Come si prepara Assisi ad accogliere per la seconda volta il Papa, tre anni dopo la sua storica visita?
«È provvidenziale che, in questo Anno della misericordia, papa Francesco abbia scelto di venire alla Porziuncola, pellegrino tra i pellegrini. Lo accogliamo con gioia. Aderiamo al suo magistero. Preghiamo per lui. E come non sentirlo, ad Assisi, particolarmente caro, quasi doppiamente «nostro», quale primo Papa che porta il nome del nostro Santo? La sua visita, come quella del 4 ottobre 2013, infonde nuovo slancio al nostro cammino pastorale».
In che senso la Porziuncola è un luogo non solo francescano ma anche «bergogliano»?
«Dando la notizia del Perdono, il 2 agosto 1216, Francesco esclamò: “Io vi voglio mandare tutti in Paradiso”. La Porziuncola diveniva una porta del cielo. Aperta soprattutto per i semplici e i poveri. Casa dove la presenza di Dio si percepisce come una carezza e le pietre hanno il calore di un grembo materno. L’indulgenza fu per Francesco anche un regalo per la gente più umile e priva di mezzi, in un tempo in cui procurarsi questo beneficio spirituale imponeva costosi e lunghi pellegrinaggi. Francesco chiese al Papa una indulgenza «senza obolo». A misura dunque dei nullatenenti! Anche con la Porziuncola egli si faceva difensore e custode dei poveri. Questa cappella a lui cara porta inscritto il suo ideale, rilanciato da papa Francesco: «Una Chiesa povera e per i poveri». Ricevendo, in Porziuncola, l’indulgenza, si percepisce che essa, lungi dal chiuderci in un intimismo auto-referenziale, dilata il cuore. Ci spinge a rimboccarci le maniche per costruire un mondo più giusto, fraterno, accogliente. Un mondo di pace».
L’indulgenza della Porziuncola ha un legame speciale con l’Anno della Misericordia voluto dal primo Papa che nella storia della Chiesa ha scelto di portare il nome del «Poverello»…

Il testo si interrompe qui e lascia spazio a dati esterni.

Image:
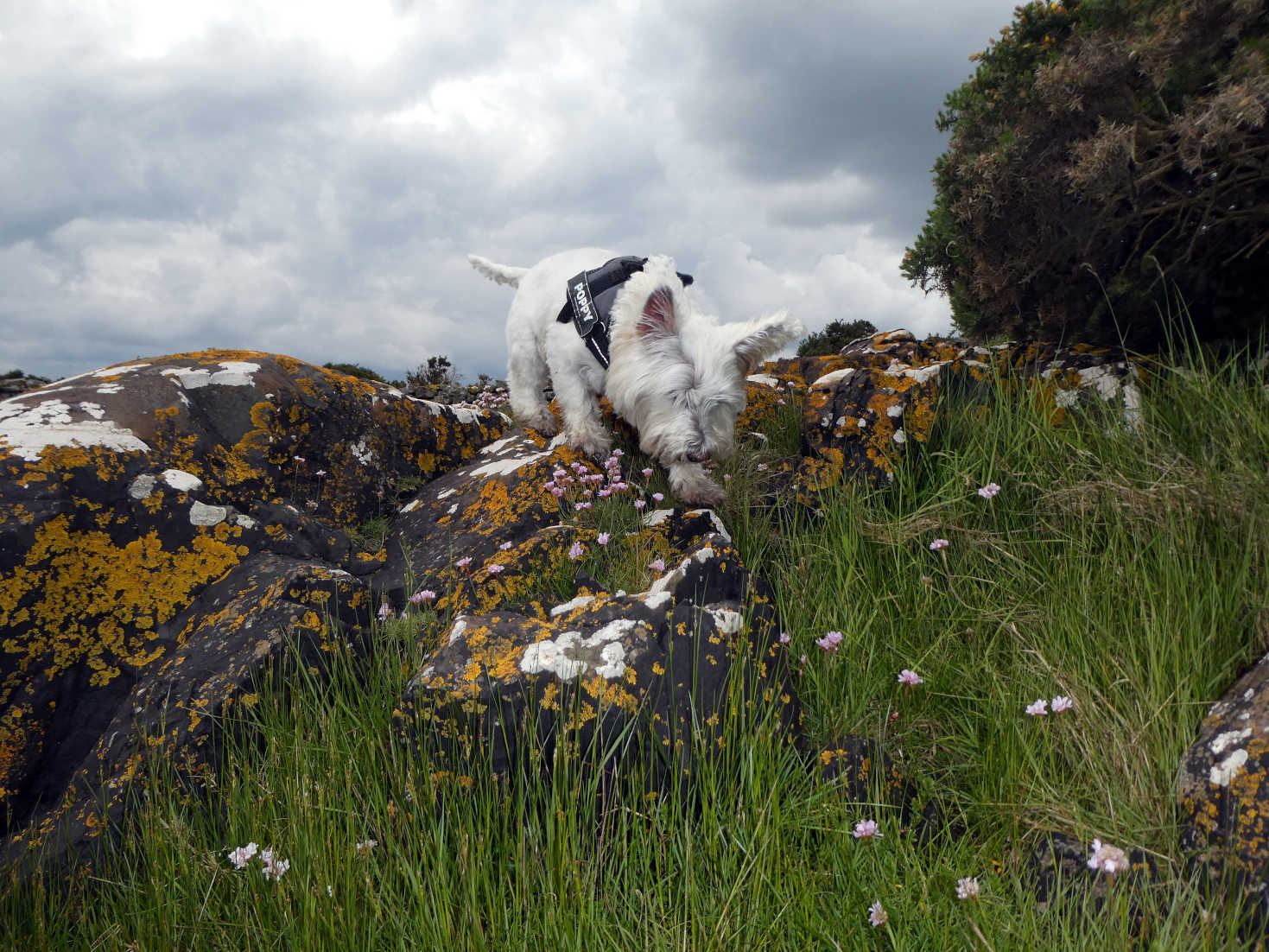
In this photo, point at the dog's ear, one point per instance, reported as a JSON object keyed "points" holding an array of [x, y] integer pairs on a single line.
{"points": [[765, 338], [657, 318]]}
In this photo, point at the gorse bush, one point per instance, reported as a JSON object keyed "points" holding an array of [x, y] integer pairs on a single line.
{"points": [[1107, 155]]}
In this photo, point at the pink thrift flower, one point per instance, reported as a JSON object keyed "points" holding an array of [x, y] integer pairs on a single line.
{"points": [[830, 641], [241, 856], [867, 829], [911, 678], [1107, 859], [968, 887]]}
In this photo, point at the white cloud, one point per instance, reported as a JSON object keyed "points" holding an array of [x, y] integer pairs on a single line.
{"points": [[308, 176]]}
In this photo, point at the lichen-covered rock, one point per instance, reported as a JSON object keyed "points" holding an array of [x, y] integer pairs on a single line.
{"points": [[176, 509], [867, 408], [16, 383], [651, 670], [1222, 789]]}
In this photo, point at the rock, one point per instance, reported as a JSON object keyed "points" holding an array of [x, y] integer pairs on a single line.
{"points": [[876, 402], [613, 679], [164, 524], [1222, 792], [16, 383]]}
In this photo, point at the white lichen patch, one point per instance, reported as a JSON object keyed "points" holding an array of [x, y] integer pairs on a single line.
{"points": [[498, 446], [504, 467], [919, 373], [29, 430], [1226, 739], [143, 486], [568, 606], [657, 600], [181, 480], [457, 630], [232, 373], [1223, 772], [554, 657], [113, 371], [831, 378], [203, 514]]}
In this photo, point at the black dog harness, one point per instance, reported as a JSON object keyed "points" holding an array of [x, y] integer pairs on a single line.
{"points": [[589, 301]]}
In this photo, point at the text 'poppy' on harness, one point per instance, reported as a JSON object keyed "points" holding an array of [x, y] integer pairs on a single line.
{"points": [[589, 301]]}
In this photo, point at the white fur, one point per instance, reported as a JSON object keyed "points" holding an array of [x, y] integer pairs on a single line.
{"points": [[676, 375]]}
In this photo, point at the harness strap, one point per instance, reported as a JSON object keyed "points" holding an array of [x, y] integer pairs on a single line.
{"points": [[589, 301]]}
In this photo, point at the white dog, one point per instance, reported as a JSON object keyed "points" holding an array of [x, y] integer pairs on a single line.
{"points": [[674, 373]]}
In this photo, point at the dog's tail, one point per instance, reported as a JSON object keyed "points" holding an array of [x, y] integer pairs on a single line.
{"points": [[500, 273]]}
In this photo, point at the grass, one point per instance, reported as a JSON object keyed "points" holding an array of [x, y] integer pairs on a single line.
{"points": [[1120, 567]]}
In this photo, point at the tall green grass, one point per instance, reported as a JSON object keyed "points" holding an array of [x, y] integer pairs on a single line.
{"points": [[1120, 567]]}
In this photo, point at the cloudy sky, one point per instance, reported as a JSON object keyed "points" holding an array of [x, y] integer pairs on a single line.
{"points": [[308, 176]]}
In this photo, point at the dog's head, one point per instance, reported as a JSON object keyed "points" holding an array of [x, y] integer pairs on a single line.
{"points": [[678, 375]]}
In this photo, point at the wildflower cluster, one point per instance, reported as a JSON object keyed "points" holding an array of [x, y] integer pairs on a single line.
{"points": [[273, 867], [1107, 859], [1037, 708]]}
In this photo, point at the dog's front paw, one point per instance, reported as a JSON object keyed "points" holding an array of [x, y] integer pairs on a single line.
{"points": [[543, 423], [595, 445], [690, 484]]}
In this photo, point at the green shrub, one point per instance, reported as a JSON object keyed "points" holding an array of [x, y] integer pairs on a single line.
{"points": [[354, 370], [1104, 156], [834, 337]]}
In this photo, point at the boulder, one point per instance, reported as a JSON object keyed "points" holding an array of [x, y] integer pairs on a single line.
{"points": [[168, 527], [1223, 794]]}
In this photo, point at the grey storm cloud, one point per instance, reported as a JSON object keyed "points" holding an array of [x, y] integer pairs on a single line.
{"points": [[308, 178]]}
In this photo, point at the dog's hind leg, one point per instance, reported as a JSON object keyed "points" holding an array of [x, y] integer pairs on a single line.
{"points": [[581, 422], [525, 383], [690, 484]]}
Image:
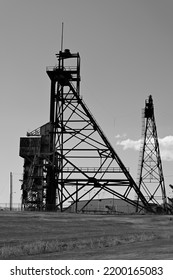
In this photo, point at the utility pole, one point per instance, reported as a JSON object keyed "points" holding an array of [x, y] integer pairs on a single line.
{"points": [[11, 191]]}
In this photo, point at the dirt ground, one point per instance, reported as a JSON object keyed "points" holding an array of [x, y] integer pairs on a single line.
{"points": [[18, 228]]}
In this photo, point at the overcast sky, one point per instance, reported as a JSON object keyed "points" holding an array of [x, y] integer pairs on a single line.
{"points": [[126, 55]]}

«L’indulgenza è uno squarcio di cielo, è una risposta al bisogno di gioia del nostro cuore. È parola connessa al perdono: perdono speciale, perdono sovrabbondante. Le braccia del Padre che, nella parabola evangelica di Luca 15,11-32, si stringono al collo del figlio ritrovato, il suo bacio, l’invito alla festa, ci sono offerti ogni volta che ci accostiamo al sacramento della riconciliazione. Perdono profondo e pieno. Che cosa aggiunge a tutto questo l’indulgenza? Per comprenderlo occorre riflettere sulla situazione spirituale in cui il peccato ci getta. Alcune conseguenze di esso ci affliggono persino quando esso è stato perdonato. Il peccato lascia in noi delle «scorie» dolorose. Ma il peccato non è solo una colpa da perdonare. È anche una malattia dell’anima. Come l’infermità fisica, anche quella spirituale debilita e presenta spesso postumi che vanno curati. Il sacramento del perdono pone rimedio alla separazione da Dio (per i peccati gravi) o all’allontanamento da lui (per i peccati veniali). Restano per lo più da vincere i residui della malattia. Se non li curiamo in vita, sarà necessario farlo dopo la morte, in Purgatorio. Nasce così l’attuale prassi dell’indulgenza. Purtroppo essa ha conosciuto storicamente abusi che hanno suscitato reazioni e discussioni. Ma nella sostanza quell’intuizione ecclesiale, sviluppata sotto l’azione dello Spirito Santo, rimane un “guadagno” della prassi penitenziale e trova certamente in questo Anno Giubilare voluto da Francesco un riscontro particolare. La grazia dell’indulgenza non è uno sconto sui nostri doveri: tutt’altro! È piuttosto una energia interiore con cui lo Spirito Santo dà nuova forza al nostro impegno, liberandoci – se lo assecondiamo – dai residui delle colpe già perdonate».